Once people’s logical compasses are set spinning by such chicanery, it is then easier to lead them towards the non sequitur that evolution is simply speculative, or worse, that alternative explanations, such as the supernatural, might be just as good, even when they are supported by a paucity of evidence or no evidence at all. The whole line of reasoning is seriously defective, and often deliberately designed to obfuscate and confuse. Evolution should only be doubted by someone who is prepared, on the basis of blind faith or effort of pure will, to reject any scientific fact about the material world whatsoever, no matter how high its stack of confirmatory physical evidence.

In recent polls, forty-three percent of people in the United States, and sixteen percent of people in the United Kingdom, believe that all life on earth was created by God in its current form. Creationism, I might add, is believed by both conservative Christians and Muslims with equal intensity. It is natural for such people to be on the front line of the "it’s just a theory" argument, but such reasoning is entirely specious and has been deviously smuggled into the debate under the cloak of equivocation.

The notion that the sort of trust that scientists place in physical evidence is no different from faith in the supernatural is intellectual dishonesty and duplicity. "Faith" in the evidence’ argument relies for its success on people refusing to consult their dictionaries while simultaneously taking leave of their senses. In the present use of the term, "faith" is belief that does not rest on reason, material evidence or cogency of argument, and so faith and rationality are nothing less than perpendicular metre sticks for the determination of truth. Yet they are not even remotely comparable in their reliability as standards for genuine knowledge. If they were, then a person claiming that "fire is hot" based on the evidence of thermometers or burned hands would be no more likely to be correct than someone claiming that "fire is cold" based on faith alone.

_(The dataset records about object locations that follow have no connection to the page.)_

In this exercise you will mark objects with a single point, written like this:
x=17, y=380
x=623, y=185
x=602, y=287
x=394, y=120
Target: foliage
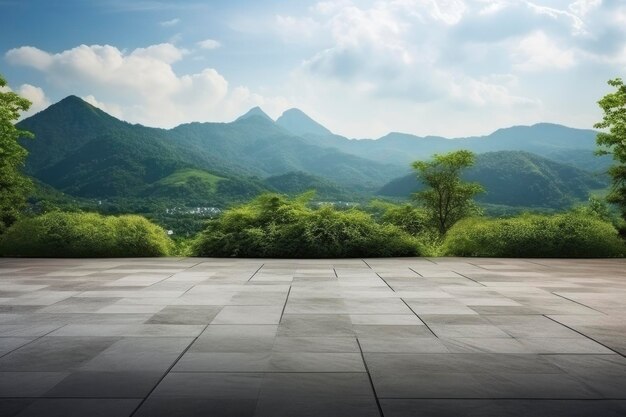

Cambridge professor of astrophysics Sir Martin Rees famously said that absence of evidence is not evidence of absence, and in its context – the search for extraterrestrial life – in that sense he was correct. But that reasoning is valid only in situations where we have not been able to examine a sufficient volume of evidence. In the case of evolution, the evidence is so massive and all-inclusive that the reverse argument comes into play. If I search every corner of my bedroom and find no evidence of a hippopotamus, then it is always possible I haven't looked hard enough; but the more likely conclusion is that there is no hippo in my bedroom. As each supposed "evolutionary mystery" is revealed to be the product of entirely natural processes, this is not only further evidence in support of evolution, but also evidence against facile supernatural explanations.

In closing, I highly recommend the magnificent remake of Carl Sagan's enlightening 1980s Cosmos television series hosted by astrophysicist Neil deGrasse Tyson.